Italy managed to place the maximum expected today of 7,500 million euros in bonds to twelve months at a yield lower than the previous comparable award in its first debt offering after the last European Council and the spending cuts announced 26,000 million euros by their government.
According to data released by the Bank of Italy, investors demanded an interest rate of 2.697%, representing a significant drop compared to the last auction of this type of debt held in mid June, Cundo yield was reached 3.972%.
Analysts said interest below 3% would be considered a good result for this issue, with which, moreover, the trend has been interrupted since late May by which Italy had been forced to pay more to finance in recent auctions.

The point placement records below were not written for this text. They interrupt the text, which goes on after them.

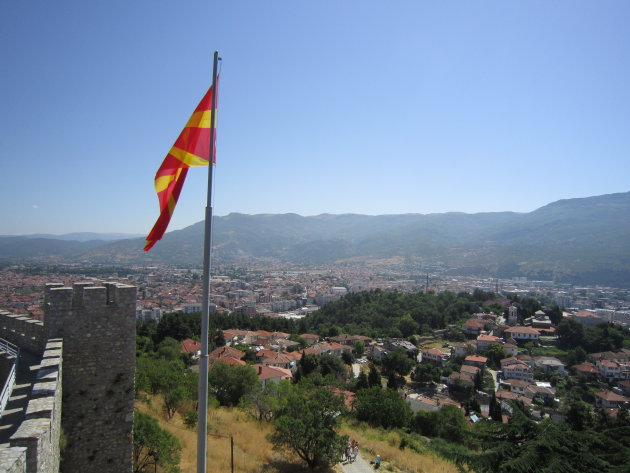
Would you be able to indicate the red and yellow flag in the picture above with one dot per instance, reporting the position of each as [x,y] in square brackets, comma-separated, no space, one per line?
[192,148]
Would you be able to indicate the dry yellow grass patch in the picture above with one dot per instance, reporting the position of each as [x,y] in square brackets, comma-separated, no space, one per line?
[252,451]
[386,444]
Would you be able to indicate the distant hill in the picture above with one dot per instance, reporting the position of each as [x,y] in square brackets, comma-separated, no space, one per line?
[585,241]
[85,236]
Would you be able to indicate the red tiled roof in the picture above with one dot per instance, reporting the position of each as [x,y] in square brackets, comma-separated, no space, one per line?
[226,352]
[611,396]
[190,346]
[522,330]
[476,359]
[228,360]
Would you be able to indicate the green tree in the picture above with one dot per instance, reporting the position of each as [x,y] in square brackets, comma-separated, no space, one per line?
[362,381]
[359,349]
[495,354]
[398,361]
[452,424]
[153,445]
[381,407]
[374,378]
[408,326]
[570,334]
[230,383]
[306,425]
[169,349]
[174,399]
[495,409]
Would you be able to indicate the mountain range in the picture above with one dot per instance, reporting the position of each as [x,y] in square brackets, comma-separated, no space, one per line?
[584,241]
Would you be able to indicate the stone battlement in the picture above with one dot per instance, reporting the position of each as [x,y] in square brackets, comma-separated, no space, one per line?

Demand exceeded supply and stood at 11.595 million euros, with a coverage ratio of 1.55 times lower, however, than in the previous issue, when it was 1.77 times.
Today was the first date that Italy has faced in the debt markets from the European summit on 28 and 29 June in Brussels, where the euro zone leaders paved the way for direct recapitalization banking and facilitate the use of European funds to buy debt rescue of countries under pressure in the markets.
Pressure that Italy has charged in recent months by doubts aroused by the country’s financial solvency and the technocrat government of Prime Minister Mario Monti is to tackle measures to promote growth and clean up the public accounts.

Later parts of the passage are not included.